A equipe coordenada por Janaina e Cesar trabalha com o adestramento de mais um cão. Dessa vez, Hope, como é chamada, deverá auxiliar um adolescente com diagnóstico de baixa visão. A adestradora salienta que o animal não será um cão guia, mas sim um facilitador social. “Uma companheira que lhe trará muitas alegrias e que também terá algumas habilidades a mais como busca de objetos e abrir e fechar porta e armários. Seu treino hoje acontece com a presença de seu dono, adaptação de sua bengala, execução de comandos e vínculo”, detalha.
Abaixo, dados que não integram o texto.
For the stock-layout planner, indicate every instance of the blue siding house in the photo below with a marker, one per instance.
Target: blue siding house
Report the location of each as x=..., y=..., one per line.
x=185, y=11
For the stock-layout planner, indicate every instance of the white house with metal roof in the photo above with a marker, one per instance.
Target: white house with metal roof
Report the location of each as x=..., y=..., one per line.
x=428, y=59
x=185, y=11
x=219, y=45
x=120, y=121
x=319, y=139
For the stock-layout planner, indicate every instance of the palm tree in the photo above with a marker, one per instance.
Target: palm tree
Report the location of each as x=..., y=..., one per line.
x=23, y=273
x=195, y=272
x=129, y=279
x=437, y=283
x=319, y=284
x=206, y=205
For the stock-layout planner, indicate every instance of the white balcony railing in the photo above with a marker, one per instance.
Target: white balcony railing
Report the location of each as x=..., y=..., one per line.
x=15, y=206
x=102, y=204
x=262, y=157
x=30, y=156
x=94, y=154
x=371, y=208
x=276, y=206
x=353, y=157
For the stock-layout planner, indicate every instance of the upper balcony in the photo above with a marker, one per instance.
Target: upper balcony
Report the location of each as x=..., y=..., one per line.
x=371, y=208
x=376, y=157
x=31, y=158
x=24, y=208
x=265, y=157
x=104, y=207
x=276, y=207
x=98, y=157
Um novo companheiro na busca da independência
Além de deficiência auditiva, situações com deficientes visuais, cadeirantes e autistas também são foco do trabalho do cão assistente. Tommy, um filhote da raça Labrador de 7 meses, está em treinamento para auxiliar uma criança com Autismo. O objetivo é que o animal auxilie a pessoa autista em situações cotidianas, além do acompanhamento em algumas atividades como terapias e passeios. Conforme Janaina, o animal terá a função de ser um facilitador social, um motivador para atividades de sua rotina e irá prevenir fugas em passeios e nos deslocamentos da escola. “Hoje ele vai toda semana na Clínica Jeito de Ser, onde participa de sessões de terapias, chamadas Intervenções Assistidas por Cães. Nestas, o Tommy o estimula nas atividades pedagógicas. Já estamos realizando um pré acoplamento de Tommy a sua nova família. Isso tudo para que ele se adapte, bem como as pessoas envolvidas no processo. Tudo isso para que seja criado um vínculo”, explica.
O pai de Paulo Cezar Maia Madeira de Souza, Paulo Cezar Madeira, explica que a decisão em adotar um cão assistente mudou completamente a rotina e a vida da família. Hoje, com a vinda do animal, o filho poderá melhorar a qualidade de vida. “Temos em mente que a presença do Tommy, além trazer mais uma companhia a nossa família, irá ajudar no desenvolvimento cognitivo, afetividade, desinibição e autoestima do Paulinho”, acredita.
A chegada de Tina na vida de Gabriel Borsoi De Nale, que nasceu com paralisia cerebral de tetraplegia e que impossibilita o menino de realizar alguns movimentos também mudou a rotina. Conforme sua mãe, Camila Borsoi De Nale, foi através de um pedido do filho que a família decidiu por receber Tina, uma labradora, para ser um cão assistente. “Após conhecer o trabalho do Centro de Adestramento Canino Vale da Neblina conversamos. E a Janaina junto de nós acreditou na ideia”, afirma.
Segundo Camila, o objetivo é que a cachorra auxilie Gabriel em suas tarefas diárias, como, por exemplo abrir uma porta, uma gaveta, pegar objetos e alcançar para ele e o que ela conseguir para auxiliá-lo. ”Através das atividades, que para a Tina são brincadeiras, para o Gabriel tratam-se de exercícios motores como jogar a bola, movimento de mão para alcançar a recompensa ou escovar a Tina força de pescoço para manter a cabeça ereta ajudando na postura de sua coluna cervical”, aponta. “É gratificante ver a evolução da Tina e do Gabriel juntos. A sintonia e o carinho entre eles”, destaca a mãe.